When General Motors' Alfred P. Sloan Jr. created the $10.000,000 Alfred P. Sloan Foundation last year to disseminate "economic truths,'' cynics sneered that he was "incorporating General Motors' publicity department." His brother, Harold Sloan, made director of the foundation, proceeded to purify one of the ten millions by turning over its income to University of Chicago (TIME, Jan. 17). He startled the cynics still further by giving the income from another million to Stephens College (Columbia, Mo.) for consumer education. Conservatives and radicals began to rub their eyes incredulously when they learned three weeks ago what Harold Sloan had done with the third outlay of good capitalist profits.
The third allotment was $9,100 to the Lincoln School, a laboratory for the progressive theories of Columbia University's Teachers College. Purpose of the gift was to finance educational trips for Lincoln students. Fortnight ago the delighted school, which likes nothing better than to bring its students face to face with Life, loaded its entire senior (high school) class of 47 boys and girls on a train and shipped them south, with Principal G. Derwood Baker and six teachers, to study Government planning and Government ownership.
First stop was at Norris, Tenn., where the youngsters spent three days marveling at Norris Dam and affiliated housing projects, hearing about TYA from Director David Eli Lilienthal and his aides. Later, the party saw the New Deal's rural electrification projects in Virginia, its Greenbelt resettlement development in Maryland. In the meantime. Lincoln's students had also spent a day looking over a Georgia Power Co. plant at Tallulah Falls, Ga.. listening to the private power companies' side of the Government-v.-private power story.
Lincoln's boys and girls had fun going to dances, hearing Negro choirs, fighting a forest fire, chatting with a Georgia chain gang that dug a path for their busses through a landslide. Most fun, however, was a two-taste of farm life in Georgia's Habersham County. After a hearty breakfast of grits, bacon & eggs and biscuits covered with ham gravy and corn syrup, the boys and girls went forth into the fields to string barbed wire fences, lime the ground, scrape roads, chop trees, split logs, ride mules, barbecue a pair of pigs, drive a tractor (until Student Katy Sprackling broke it). They astonished a Georgia farm family by rebuilding its shack, whitewashing the walls, cutting new windows, building a porch. At dusk they had enough energy left to chase across the Georgia hills hunting 'possum.

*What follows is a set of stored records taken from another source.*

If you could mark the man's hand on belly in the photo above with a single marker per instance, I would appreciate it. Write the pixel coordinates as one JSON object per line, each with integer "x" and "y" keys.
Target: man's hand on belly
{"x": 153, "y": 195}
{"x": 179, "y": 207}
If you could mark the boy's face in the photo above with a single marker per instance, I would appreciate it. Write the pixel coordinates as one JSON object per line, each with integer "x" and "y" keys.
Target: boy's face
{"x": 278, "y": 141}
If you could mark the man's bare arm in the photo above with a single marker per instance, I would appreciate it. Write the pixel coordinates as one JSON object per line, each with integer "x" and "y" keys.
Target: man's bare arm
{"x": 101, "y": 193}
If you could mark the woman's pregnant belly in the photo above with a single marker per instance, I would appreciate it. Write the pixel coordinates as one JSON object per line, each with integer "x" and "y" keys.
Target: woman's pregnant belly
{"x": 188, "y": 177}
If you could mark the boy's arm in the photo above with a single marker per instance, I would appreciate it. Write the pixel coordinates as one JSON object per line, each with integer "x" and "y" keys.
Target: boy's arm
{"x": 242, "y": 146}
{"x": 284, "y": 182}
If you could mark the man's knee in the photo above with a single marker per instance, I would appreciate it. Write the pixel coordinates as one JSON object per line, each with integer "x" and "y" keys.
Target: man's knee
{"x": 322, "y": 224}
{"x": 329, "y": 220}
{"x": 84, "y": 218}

As the tired, happy party rode back to Manhattan from Washington on the train, a newsman observed a by-product of the trip. Sitting locked in the arms of several Lincoln boys were several Lincoln girls. "We started out with two couples of lovers," nonchalantly explained Principal Baker, ''but now there are at least seven more."
When the expedition arrived in Manhattan last week, eleven days and 2,000 miles after it had started, Lincoln School began to reckon the results. The editors of the student paper, impressed with the co-operative stores they had seen at Norris, prepared to campaign for a co-operative lunchroom. But when Lincoln's teachers tallied up the scores on attitude tests given the students before and after the trip, one thing that $9,100 of Sloan money had bought amazed them. Most of the class had been in favor of Government planning when they set out, and were more confirmed in that view when they returned. But no longer was a majority of the class in favor of Government ownership of utilities. Learning for the first time that there were two sides to the question, enough pro-Government-ownership students had switched to an undecided or opposite position to make the median score of the class neutral.